With an intro like that, I obviously had oatmeal for breakfast.
You don’t believe me?
Yeah, I wouldn’t either.
For some reason, I had waffles on the brain as something I wanted to make with those wild blueberries & huckleberries I had picked. Muffins seem like the more obvious choice right? Or pancakes. But I’m weird. I wanted wild berry waffles.
Wild Berry Spelt Flax Waffles
makes 6 – 7 waffles
- 2 eggs
- 1 3/4 cup milk, dairy or non-dairy (I used Silk True Almond)
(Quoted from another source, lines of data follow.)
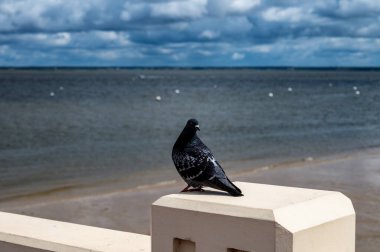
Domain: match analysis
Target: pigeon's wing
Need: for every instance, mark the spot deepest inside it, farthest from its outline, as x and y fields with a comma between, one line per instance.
x=216, y=178
x=210, y=173
x=190, y=163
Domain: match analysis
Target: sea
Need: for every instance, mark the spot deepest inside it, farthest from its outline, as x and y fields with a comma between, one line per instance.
x=63, y=128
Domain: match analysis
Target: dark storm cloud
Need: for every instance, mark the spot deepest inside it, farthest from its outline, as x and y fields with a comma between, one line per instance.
x=189, y=32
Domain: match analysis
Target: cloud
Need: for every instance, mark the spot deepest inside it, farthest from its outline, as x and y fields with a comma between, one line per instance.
x=189, y=32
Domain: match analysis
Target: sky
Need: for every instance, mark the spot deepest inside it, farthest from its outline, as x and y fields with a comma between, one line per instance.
x=181, y=33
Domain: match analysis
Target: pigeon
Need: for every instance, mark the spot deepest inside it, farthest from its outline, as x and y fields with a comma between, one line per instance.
x=196, y=164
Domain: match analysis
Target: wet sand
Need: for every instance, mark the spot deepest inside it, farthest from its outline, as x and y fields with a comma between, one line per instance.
x=356, y=175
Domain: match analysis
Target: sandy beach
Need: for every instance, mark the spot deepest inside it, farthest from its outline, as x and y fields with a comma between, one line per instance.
x=356, y=175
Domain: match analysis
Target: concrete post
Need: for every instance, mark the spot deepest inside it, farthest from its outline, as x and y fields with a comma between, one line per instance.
x=266, y=218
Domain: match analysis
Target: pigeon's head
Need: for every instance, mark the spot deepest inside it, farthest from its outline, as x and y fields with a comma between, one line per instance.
x=192, y=125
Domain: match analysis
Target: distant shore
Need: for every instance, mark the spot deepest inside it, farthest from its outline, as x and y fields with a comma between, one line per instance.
x=356, y=174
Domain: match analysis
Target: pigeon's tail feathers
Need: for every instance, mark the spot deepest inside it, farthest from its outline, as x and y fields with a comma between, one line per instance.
x=227, y=186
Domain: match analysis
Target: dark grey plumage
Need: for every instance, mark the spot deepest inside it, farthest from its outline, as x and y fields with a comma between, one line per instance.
x=196, y=164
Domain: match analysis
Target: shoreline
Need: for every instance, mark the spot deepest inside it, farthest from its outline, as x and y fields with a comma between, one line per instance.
x=357, y=175
x=246, y=167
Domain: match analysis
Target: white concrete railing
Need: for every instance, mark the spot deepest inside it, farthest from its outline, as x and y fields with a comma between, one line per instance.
x=266, y=218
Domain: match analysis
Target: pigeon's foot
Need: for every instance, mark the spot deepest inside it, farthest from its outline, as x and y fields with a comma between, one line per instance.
x=197, y=189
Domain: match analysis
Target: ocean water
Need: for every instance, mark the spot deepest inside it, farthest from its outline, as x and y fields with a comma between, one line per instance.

- 3 tbsp coconut or canola oil
- 1 tsp vanilla
- 1 tbsp agave, honey or maple syrup
- 1 1/3 cup spelt flour
- 1/4 cup ground flax seeds
- 1/2 tsp baking soda
- 2 tsp baking powder
- pinch of sea salt
- 1/2 cup wild berries or your other favourite berries
- Preheat waffle iron per manufacturer’s directions.
- Beat eggs with whisk until light yellow in colour.
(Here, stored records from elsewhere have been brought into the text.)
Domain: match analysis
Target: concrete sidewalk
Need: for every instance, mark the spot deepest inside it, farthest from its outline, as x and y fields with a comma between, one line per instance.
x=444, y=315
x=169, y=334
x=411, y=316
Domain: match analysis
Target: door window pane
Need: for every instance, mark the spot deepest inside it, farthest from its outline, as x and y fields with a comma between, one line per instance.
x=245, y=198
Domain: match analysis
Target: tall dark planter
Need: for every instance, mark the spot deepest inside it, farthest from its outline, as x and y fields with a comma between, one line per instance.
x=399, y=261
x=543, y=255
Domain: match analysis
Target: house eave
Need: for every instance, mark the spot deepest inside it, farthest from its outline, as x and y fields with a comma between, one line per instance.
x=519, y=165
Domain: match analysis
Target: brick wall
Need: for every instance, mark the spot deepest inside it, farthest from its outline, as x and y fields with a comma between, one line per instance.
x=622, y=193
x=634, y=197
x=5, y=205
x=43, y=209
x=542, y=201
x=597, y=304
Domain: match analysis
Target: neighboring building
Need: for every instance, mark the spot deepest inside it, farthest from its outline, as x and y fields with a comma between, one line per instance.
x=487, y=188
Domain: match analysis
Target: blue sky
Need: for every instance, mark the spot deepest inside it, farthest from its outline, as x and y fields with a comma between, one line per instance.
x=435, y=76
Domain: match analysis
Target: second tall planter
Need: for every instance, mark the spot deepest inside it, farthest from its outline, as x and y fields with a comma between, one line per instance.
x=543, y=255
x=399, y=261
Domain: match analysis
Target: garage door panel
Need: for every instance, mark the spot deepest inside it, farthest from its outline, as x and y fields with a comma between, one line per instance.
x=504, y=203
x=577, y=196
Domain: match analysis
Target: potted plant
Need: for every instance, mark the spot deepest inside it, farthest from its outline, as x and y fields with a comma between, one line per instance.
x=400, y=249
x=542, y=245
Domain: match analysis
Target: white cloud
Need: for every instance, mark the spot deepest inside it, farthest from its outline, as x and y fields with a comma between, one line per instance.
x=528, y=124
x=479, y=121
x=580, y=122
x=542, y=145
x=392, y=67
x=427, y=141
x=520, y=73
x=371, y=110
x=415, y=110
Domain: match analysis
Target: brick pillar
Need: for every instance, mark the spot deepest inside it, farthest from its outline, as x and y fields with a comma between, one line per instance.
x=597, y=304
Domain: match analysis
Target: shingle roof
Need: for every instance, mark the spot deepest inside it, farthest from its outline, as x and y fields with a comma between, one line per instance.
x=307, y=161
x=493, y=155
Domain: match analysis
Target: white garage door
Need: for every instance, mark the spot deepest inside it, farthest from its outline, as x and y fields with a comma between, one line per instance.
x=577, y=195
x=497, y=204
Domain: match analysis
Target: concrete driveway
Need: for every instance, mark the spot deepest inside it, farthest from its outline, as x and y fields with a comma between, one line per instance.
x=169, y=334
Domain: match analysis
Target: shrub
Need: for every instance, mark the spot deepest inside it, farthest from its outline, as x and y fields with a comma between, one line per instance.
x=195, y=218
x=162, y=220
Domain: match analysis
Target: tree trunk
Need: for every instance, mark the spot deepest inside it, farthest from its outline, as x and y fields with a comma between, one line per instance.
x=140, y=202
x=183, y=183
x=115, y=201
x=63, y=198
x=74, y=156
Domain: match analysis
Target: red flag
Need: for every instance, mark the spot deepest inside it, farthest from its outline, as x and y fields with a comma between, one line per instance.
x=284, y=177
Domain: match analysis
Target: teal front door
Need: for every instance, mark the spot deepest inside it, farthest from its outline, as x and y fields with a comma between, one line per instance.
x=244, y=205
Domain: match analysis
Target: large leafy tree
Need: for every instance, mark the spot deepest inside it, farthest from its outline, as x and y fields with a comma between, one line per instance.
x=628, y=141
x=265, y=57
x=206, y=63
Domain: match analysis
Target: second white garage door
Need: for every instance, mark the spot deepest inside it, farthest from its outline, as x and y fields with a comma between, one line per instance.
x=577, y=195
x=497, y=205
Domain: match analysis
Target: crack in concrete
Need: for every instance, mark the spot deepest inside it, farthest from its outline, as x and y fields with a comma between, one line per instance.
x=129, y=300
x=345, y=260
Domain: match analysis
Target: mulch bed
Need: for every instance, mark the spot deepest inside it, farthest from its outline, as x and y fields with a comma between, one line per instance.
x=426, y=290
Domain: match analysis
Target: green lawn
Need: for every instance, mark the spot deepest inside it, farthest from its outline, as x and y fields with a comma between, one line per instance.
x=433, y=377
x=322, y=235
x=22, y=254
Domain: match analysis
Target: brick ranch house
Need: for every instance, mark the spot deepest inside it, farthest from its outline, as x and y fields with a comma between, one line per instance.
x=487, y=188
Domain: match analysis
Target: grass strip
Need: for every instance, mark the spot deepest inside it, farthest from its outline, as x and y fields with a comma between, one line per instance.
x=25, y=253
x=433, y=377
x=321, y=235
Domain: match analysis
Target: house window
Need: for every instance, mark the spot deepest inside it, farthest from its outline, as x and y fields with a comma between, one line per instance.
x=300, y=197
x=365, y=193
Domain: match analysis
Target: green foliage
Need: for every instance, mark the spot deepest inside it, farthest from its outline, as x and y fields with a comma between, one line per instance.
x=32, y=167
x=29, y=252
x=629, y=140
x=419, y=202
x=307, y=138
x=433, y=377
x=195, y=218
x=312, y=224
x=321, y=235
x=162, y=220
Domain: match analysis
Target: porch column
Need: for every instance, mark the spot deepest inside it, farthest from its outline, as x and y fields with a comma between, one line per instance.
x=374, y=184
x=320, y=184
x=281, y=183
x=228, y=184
- Add milk, oil, vanilla, and sweetener to eggs and mix well. Set aside.
- In a large bowl, combine dry ingredients and mix well. Stir in berries to coat with mixture.
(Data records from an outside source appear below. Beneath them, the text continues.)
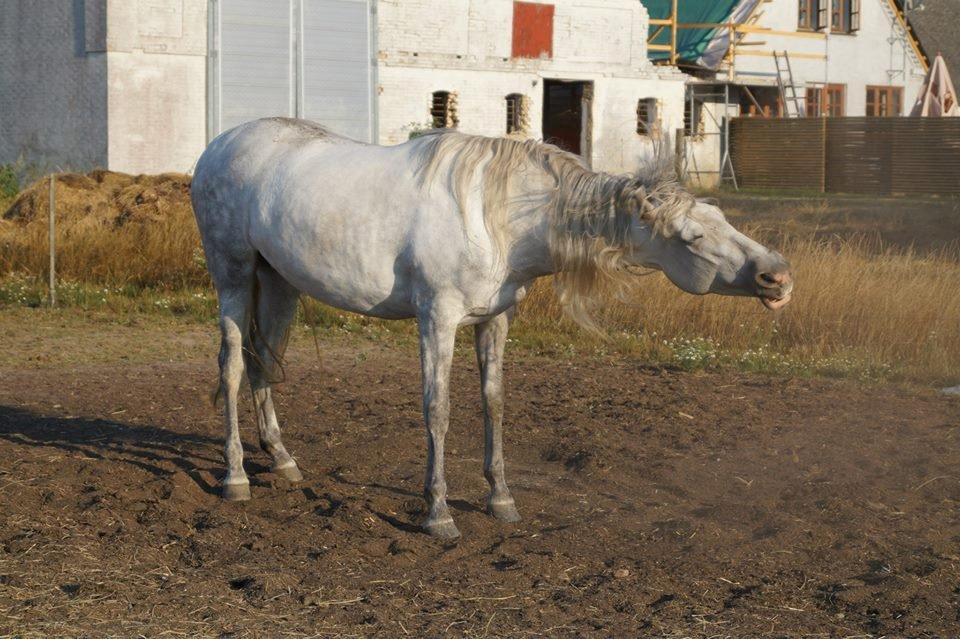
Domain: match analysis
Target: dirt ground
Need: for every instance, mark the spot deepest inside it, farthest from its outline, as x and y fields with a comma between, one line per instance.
x=656, y=503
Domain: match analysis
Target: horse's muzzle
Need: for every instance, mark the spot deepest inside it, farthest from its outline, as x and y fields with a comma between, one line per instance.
x=774, y=288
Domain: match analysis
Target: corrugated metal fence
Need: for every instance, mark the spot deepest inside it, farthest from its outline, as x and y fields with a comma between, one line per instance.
x=848, y=155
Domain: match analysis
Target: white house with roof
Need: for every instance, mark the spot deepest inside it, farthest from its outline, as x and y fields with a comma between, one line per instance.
x=789, y=58
x=143, y=85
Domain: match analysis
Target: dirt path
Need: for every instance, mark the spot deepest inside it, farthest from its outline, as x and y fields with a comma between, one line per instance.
x=655, y=503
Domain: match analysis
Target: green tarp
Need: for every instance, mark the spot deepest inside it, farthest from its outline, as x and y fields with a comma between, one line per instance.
x=691, y=43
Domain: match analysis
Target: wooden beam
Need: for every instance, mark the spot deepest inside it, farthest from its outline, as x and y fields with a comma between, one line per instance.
x=674, y=16
x=752, y=28
x=769, y=54
x=655, y=34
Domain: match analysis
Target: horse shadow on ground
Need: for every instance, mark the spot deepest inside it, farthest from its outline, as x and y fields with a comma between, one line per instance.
x=154, y=449
x=159, y=451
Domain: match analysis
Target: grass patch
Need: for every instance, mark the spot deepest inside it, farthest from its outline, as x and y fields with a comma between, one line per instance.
x=129, y=245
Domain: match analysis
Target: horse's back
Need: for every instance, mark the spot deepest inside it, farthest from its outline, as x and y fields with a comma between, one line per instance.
x=341, y=220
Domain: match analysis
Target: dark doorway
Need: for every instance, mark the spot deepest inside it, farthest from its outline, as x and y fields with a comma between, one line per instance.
x=565, y=107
- Pour wet ingredients into dry, and mix until smooth.
- Pour 1/2 cup (for single waffle iron) into centre of iron, and cook per manufacturer’s directions.
- Serve with your choice of toppings.
I had mine topped with hazelnut butter, maple syrup, and more berries. Yum!
Plus some Ceres Pomegranate Lime juice.
This was actually the first time I’ve made waffles myself, and I was quite proud of my results. Now I have 6 more packaged up in the freezer, ready to pop in the toaster when I have my next waffle craving. No need to buy Eggos!
This was not even close to the end of my food prep day. I was crazy in the kitchen today. I whipped up a batch of tofudding (you’ll probably get to see it tomorrow), washed up a whole whack of grapes to put in the freezer for frosty treats in our hot weather, and pitted a crap load of Okanagan cherries.
Cherry pitting is dangerous work, especially with the antique cherry pitter we have. My thumb is still numb from the whole ordeal. It’s also messy – don’t wear white!
Nothing a little lemon juice couldn’t clean up nicely.
I made sure to take a break to fuel and hydrate myself on this hot summer day.
So, when I say I had all the ingredients, that’s not completely true. Obviously, I had no strawberries. But I did have blackberries and raspberries. I used flax seed for the wheat germ, and grabbed pecans as they were the first nut I found in the cupboard. But it’s still retained the essence of the salad, don’t you think?
On the side, I had half an ear of corn with a little buttah.
Summer sunshine for a summer meal.
I wasn’t the only one welcoming the appearance of summer.
Sienna found herself a good patch of sun to lie in, even if there were pesky blinds in the way.
I will admit, as nice as it was to have summer finally arrive, I did take some time to enjoy the cooler temperatures in the basement this afternoon. But only because I knew I would be sweating it up later on at Zumba.
Before that though, we had this little thing called dinner.
My sister was in charge of the kitchen tonight, and she made one of her favourites – soft tacos.
In a whole wheat flax tortilla, I layered refried black beans, ground beef, salsa, avocado, jalapenos, sour cream, and cheddar cheese. And some lettuce, post photo shoot.
Ready for wrapping and rolling.
Zumba was insane. Not so much the class itself, but it was so freakin’ hot. The air conditioning doesn’t work well in the fitness class room, so it was like an oven. I’m pretty sure I was radiating heat when I left the gym.
After a big glass of ice water, I was looking for a little something something to eat back at home. Ice cream probably would have been the obvious choice, but we still had a couple of mini angel food cakes that I fear will go moldy in this heat, so I created something with one of those instead.
Angel food cake, white nectarine, wild berries, and a little whipped cream.
I tried to make it look pretty, just for you.
It was light and fresh, but I don’t think I’m the hugest fan of angel food cake. At least not commercially prepared ones.
I have a question for all of my wonderful readers – how do you like to see recipes organized on blogs? Do you like them mixed into posts? Would you rather seem them have their own pages? Both? Something else? I’m never sure how I should present them. I like the idea of having them organized formally on their own pages, but also like to give them to you in the posts. What do you think?
Now it’s time to chill (literally) for the rest of the evening. Night!